Bugün ise çoğu akademisyen psikolojiye sadece insani ruh bilimi olarak bakmakta ve de öyle sınırlandırmaktadır. Evet, insan psikolojisi müşkül olduğu ve zamanla değiştiği için asla bütün olarak anlaşılamayacak ve araştırması bitmeyecektir. Lakin psikoloji bundan ibaret değildir; içinde yaşadığımız kullanılan, yaşanılan alanın; zaman içinde ki değişiminin özü tam anlamıyla bilinmeden insan psikolojisi de asla bütünüyle anlaşılamayacaktır; temel özler anlandıkça biraz daha anlayabileceğiz. Psikoloji sadece yaşayanların hâl bilimi olmaktan ibaret değildir. Canlılar değişken psikolojiye sahip olanlardır bu yüzden dikkat çeker fakat canlı olmayanların da bizden daha statik olsa da bir psikolojisi vardır. Bugün bizim sosyal bilimler, dil bilimleri gibi ad olarak bildiğimiz bilimler zaten insanlığın ortak mirası olarak çıkmıştır ve bundan dolayı insan psikolojisi ve toplum psikolojisiyle bağlı olarak incelenmelidir. Bunun yanında fen ve matematik bilimleri dediğimiz bilimler ise insanın; hareket yeteneği olmayan cansız psikolojisini yani evreni anlama çabasını işleyen bilimlerdir. Diğer bir deyişle bu bilimler psikolojinin yan dallarıdır ve psikolojiyle bir bütün halinde araştırılmalı ve birlikte anlaşılmalıdır ki bu ağır ağır kendi devrînde işleyen olayları kendi aktif psikolojimizle değişken hale getirmeyip doğal düzenlerini bozmadan bilimlerimizi ve teknolojimizin ilerletmeye, bunları evren odaklı uyarlamaya kendimizi de evrene göre olması gereken canlı doğamıza uyarlamaya imkân bulabilelim. Kısaca evreni rahatımıza göre şekillendirmeye değil evrenin durağan değişimine biz adapte olmaya çalışmalıyız ki türümüzün ömrü boyunca huzuru bulabilelim.

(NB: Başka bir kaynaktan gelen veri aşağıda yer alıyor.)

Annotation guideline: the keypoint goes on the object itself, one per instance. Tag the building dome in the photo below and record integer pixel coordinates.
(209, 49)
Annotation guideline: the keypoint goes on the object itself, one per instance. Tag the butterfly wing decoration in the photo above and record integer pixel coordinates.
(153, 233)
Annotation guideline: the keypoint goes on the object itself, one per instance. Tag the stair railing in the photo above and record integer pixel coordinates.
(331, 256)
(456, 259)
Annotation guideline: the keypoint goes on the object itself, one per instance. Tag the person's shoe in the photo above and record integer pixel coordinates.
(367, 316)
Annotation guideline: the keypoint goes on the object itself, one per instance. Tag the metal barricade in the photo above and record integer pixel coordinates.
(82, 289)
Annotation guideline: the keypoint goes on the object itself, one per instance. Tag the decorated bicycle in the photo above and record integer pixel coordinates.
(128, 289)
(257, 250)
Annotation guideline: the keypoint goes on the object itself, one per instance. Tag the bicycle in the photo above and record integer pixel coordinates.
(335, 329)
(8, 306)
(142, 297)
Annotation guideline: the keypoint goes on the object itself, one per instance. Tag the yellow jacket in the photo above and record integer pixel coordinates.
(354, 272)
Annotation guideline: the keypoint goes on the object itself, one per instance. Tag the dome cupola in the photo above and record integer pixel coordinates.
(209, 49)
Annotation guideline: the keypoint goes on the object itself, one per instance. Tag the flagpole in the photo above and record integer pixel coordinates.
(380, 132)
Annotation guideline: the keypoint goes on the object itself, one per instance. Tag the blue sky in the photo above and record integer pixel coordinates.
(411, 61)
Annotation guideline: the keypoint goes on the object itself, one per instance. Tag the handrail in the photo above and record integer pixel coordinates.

Günümüz dünyasında ise böyle bir anlayışı yaymak öncelikle akademik bir eğitim daha sonrasında geniş çaplı araştırmalarla mümkün olacaktır. Ancak sistem tarafından kalıplaştırılmış ve yüzeyselleştirilmiş üniversite anlayışında böyle derinlemesine ve sorgulayıcı bir akademik eğitimden bahsetmek zorlaşmıştır. Bu perspektife sahip üniversiteler ile hem bu bilim tarzında hem de sorgulanmamaya alışılmış derin konular üzerine düşünülüp, araştırmalar yürütülüp elde edilen sonuçlar ile toplum yararına harekete geçmek mümkün olabilir. Ne yazık ki kendi araştırma paradigmasını diğerlerinden tamamen ayrı tutabilen üniversite kalmamış, bu tarz bakış açısına sahip olan akademisyenlerse üniversitelerin tutumuna bağlı olarak azalmakta. Bunun önüne geçmekse ancak kendi not defterlerimizi yazılmış kitaplardan ayrı tutup ilerde onları ders kitabı haline getirmekle mümkün. Böylelikle gençliğin merakından gelen heyecanı mesleğin tecrübesiyle birleştirip sonsuz çeşit bilgi elde edebiliriz. Kısacası geleceğe dair endişeniz varsa siz de kendi biliminizi üretmelisiniz.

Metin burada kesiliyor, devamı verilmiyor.